Владимир Арефьев: «Не надо плыть по течению»

Главный художник Маяковки – о пространственном образе премьеры «Лес»

 
Для премьеры Егора Перегудова «Лес» в Маяковке художник Владимир Арефьев придумал пространство исключительной красоты, причем она «раскладывается», раскрывает себя во времени. Сцену он буквально затопил, так что Счастливцев и Несчастливцев сплавляются по реке на бревнах, а помещица Гурмыжская и все вокруг ходят по воде, не зная наверняка, мелко здесь или глубоко, безопасно или не очень – непредсказуема эта заводь, изменчива, зависима от настроений.

– Владимир Анатольевич, как вы выводили «визуальную формулу» этого спектакля? Она вам приснилась, как 100-метровое дерево в «Енуфе»? Или решение пришло по-другому?

– Месяцев восемь прошло с тех пор, как я погрузился в спектакль, поэтому уже подзабыл… На самом деле, ответы в тексте. «Я продала лес», – говорит Гурмыжская. В этой фразе – начало истории, и в ней же, собственно говоря, интрига и почти детективный сюжет. Недавно до меня дошло, что дело здесь всего-то в одной тысяче рублей. Она так или иначе связана и с продажей леса, и с торговлей, которой всё закончилось: эта тысяча для многих стала способом прояснить, кто есть кто в их жизни. Нет нужной суммы – пошел топиться. А куда деваться?.. От какой-то несчастной тысячи действительно зависит жизнь человека. «Всё меня в воду тянет… Так бы с разбегу и бросилась», – говорит племянница Гурмыжской.

Почему вода? Для меня водное пространство предполагает, помимо прочего, и театральное, условное к себе отношение. Если мы ходим по воде, как будто бы это твердь, живем на поверхности воды, привыкаем и уже не обращаем внимания на это обстоятельство, то, конечно, понимание событий внутри пьесы становится более «рельефным». И вообще под ровной, красивой водной поверхностью неизвестно какие ямы водятся. Это меня всегда тревожит.

Вода на сцене – как часть пространства, его формирующая часть – дает возможность соединить разные реальности в непривычных для них связях. Такой театральный «сюрреализм».

– Эту воду вы сами искали, чтобы снять для видеоряда – именно такой вид на реку, именно в таком ракурсе?

– Да-да, на самом деле, я последние два года езжу за город. Кстати, никогда раньше не было у меня прямых, долгих встреч с природой, а сейчас они стали необходимы. Места замечательные, Москва-река течет своя – неширокая, непафосная. Я снимал все эти фрагменты, наблюдая за её движением, изменением.

Мне хотелось понять, как меняется – не само место, а ощущения от пространства.

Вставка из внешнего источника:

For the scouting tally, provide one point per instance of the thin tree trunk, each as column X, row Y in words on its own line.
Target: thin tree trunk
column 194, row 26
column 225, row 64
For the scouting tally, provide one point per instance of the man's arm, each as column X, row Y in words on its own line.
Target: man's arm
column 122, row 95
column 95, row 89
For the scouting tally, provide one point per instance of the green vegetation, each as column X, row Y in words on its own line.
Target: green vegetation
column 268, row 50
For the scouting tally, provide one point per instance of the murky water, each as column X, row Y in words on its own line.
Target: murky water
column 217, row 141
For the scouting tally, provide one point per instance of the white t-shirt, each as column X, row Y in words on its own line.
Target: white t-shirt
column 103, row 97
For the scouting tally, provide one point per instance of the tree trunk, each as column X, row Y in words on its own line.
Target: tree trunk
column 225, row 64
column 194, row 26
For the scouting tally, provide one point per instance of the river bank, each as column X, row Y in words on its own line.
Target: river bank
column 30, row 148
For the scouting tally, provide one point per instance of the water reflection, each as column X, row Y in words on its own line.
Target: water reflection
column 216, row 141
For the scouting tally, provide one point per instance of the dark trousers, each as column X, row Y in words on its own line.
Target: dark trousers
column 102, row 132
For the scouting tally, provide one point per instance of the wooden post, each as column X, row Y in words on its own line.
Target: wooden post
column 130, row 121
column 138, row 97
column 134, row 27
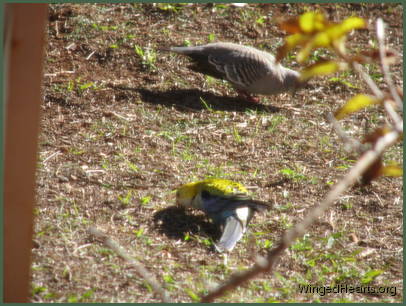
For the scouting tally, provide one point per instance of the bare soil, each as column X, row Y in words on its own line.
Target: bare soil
column 121, row 130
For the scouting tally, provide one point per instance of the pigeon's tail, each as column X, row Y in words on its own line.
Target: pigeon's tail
column 187, row 50
column 232, row 233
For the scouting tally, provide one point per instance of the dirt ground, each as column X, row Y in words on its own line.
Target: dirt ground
column 124, row 123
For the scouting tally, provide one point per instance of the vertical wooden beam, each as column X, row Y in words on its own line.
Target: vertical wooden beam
column 24, row 54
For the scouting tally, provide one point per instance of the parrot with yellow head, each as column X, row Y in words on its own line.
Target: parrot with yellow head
column 226, row 202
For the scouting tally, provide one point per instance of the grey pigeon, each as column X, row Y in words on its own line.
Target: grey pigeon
column 249, row 70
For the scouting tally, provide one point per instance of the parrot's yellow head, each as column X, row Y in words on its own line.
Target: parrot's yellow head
column 186, row 193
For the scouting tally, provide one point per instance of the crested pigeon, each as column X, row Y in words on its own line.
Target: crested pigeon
column 249, row 70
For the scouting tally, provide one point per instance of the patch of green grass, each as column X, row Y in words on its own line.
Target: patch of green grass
column 148, row 57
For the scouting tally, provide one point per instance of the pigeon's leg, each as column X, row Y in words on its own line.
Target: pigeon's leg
column 245, row 95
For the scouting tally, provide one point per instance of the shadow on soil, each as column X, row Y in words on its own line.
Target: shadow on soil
column 194, row 99
column 175, row 223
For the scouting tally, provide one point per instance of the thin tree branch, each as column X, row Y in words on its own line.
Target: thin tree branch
column 380, row 31
column 139, row 267
column 266, row 265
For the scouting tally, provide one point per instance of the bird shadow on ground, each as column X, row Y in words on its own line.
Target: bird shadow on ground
column 175, row 223
column 194, row 99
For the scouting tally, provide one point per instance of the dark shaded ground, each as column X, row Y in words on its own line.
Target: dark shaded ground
column 121, row 130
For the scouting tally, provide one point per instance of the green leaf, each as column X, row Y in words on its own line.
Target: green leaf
column 355, row 104
column 192, row 295
column 370, row 276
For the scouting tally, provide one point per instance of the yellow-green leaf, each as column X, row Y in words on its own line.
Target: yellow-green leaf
column 322, row 39
column 320, row 68
column 310, row 22
column 392, row 170
column 304, row 53
column 354, row 104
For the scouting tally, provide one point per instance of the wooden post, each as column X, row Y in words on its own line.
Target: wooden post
column 24, row 44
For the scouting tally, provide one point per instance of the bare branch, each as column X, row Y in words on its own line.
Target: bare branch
column 139, row 267
column 380, row 29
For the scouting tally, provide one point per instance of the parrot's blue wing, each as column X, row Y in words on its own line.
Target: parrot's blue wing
column 213, row 204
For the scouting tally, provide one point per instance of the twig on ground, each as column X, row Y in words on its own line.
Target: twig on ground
column 350, row 144
column 139, row 267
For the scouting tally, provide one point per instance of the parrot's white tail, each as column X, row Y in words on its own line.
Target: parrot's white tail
column 232, row 233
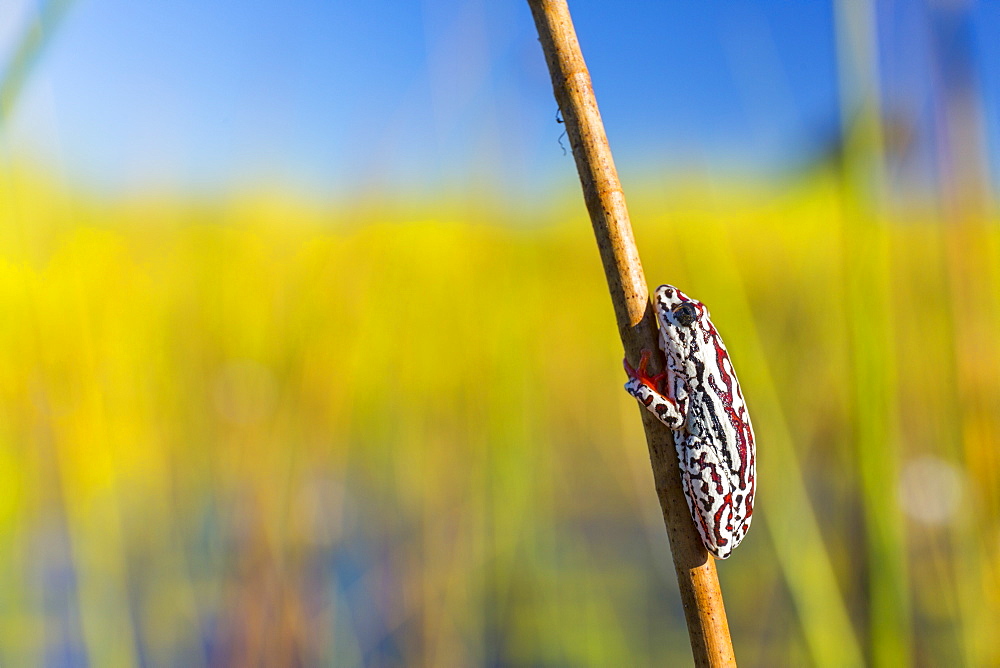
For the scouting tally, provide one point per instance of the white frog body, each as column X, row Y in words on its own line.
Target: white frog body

В природе много разных материй, и есть такие, которые нельзя потрогать, можно только ощутить – это ветер, это свет... Вышло солнце или выбежали тучи – и берег преобразился. Подул ветер, «зарябило» – и река стала другой. Удивительно, конечно – вроде бы ничего не меняется физически, а воспринимается иначе, потому что изменилась эта нематериальная сторона природы.

И мне казалось очень важным проявить это в спектакле: нематериальное меняет материальное.


– Какая внутренняя эмоциональная информация есть в темной воде под ногами?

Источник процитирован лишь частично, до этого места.